日本の梅雨のように湿度が高く、気圧変化も大きい時期は、特に「脾(ひ)」の働きに影響が出やすいとされます。
☂️梅雨と関係する主な臓器「脾」、東洋医学の「脾」は、
現代医学の脾臓そのものではなく、 消化吸収、水分代謝、エネルギー(気)や血を作る働きを担う機能系として捉えられています。
☂️梅雨の湿気が多い環境では、
• 胃腸の働きが低下する
• 体内に余分な水分が溜まる
• 気の巡りが悪くなる
☂️脾が弱ると現れやすい症状
食欲不振 、胃もたれ 、下痢・軟便 、むくみ、体が重だるい 、
頭がぼんやりする 、強い眠気 、疲れやすい
☂️これらは梅雨時に多くの人が感じる不調と重なります。
☂️肺への影響
湿気が長く続くと、「脾」が弱った結果として「肺」の働きにも影響すると考えます。東洋医学では脾と肺は協力して水分代謝を行うため、痰が増える 、鼻づまり 、咳 、アレルギー症状の悪化 などが起こりやすくなるとされます。
☂️肝への影響
梅雨は気圧変化や日照不足も多く、気の巡りを司る「肝」が影響を受けることがあります。

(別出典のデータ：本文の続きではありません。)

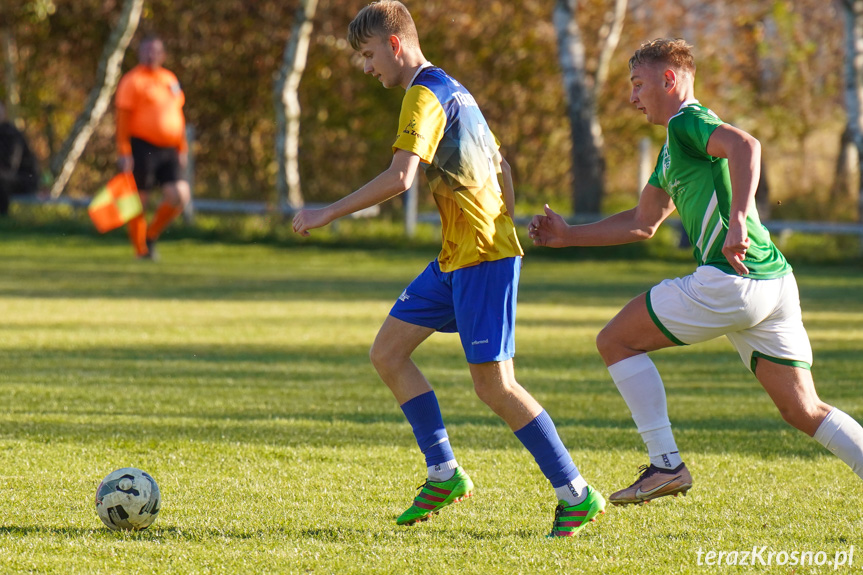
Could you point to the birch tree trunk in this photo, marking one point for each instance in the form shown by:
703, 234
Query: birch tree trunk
288, 107
13, 97
588, 162
107, 78
609, 38
854, 83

肝の気が滞ると、イライラ 、気分の落ち込み 、頭痛 、肩こり 、生理不順 などが現れやすいと考えられます。
特にストレスが多い人は、湿気とストレスの両方で不調が出やすくなります。
☂️東洋医学でみる梅雨の代表的な体質変化

⭐️湿邪(しつじゃ)
体が重い、むくみ、だるさ
⭐️脾虚(ひきょ)
食欲低下、疲労感、軟便
⭐️痰湿(たんしつ)
痰、鼻づまり、めまい
⭐️肝鬱(かんうつ)
気分の落ち込み、イライラ
☂️梅雨時の養生法
食事 おすすめ: はとむぎ 、小豆 、とうもろこし 、枝豆 、生姜 、紫蘇 、ねぎ
☂️東洋医学ではこれらは余分な湿をさばく助けになると考えられています。
☂️控えめにしたいもの: 冷たい飲み物 、アイスクリーム 、生ものの摂りすぎ 、甘いもの脂っこいもの
☂️生活 軽い運動で汗をかく 、湯船につかる 、室内の除湿を行う 、睡眠をしっかり取る
湿気による停滞を防ぎ、気血水の巡りを保つことが重視されます。
☂️なお、東洋医学でいう「脾」「肝」「肺」は現代医学の臓器そのものではなく、複数の生理機能をまとめた概念です。
そのため「梅雨になると脾臓が悪くなる」という意味ではなく、「消化や水分代謝の機能バランスが崩れやすい時期」と理解すると分かりやすいでしょう。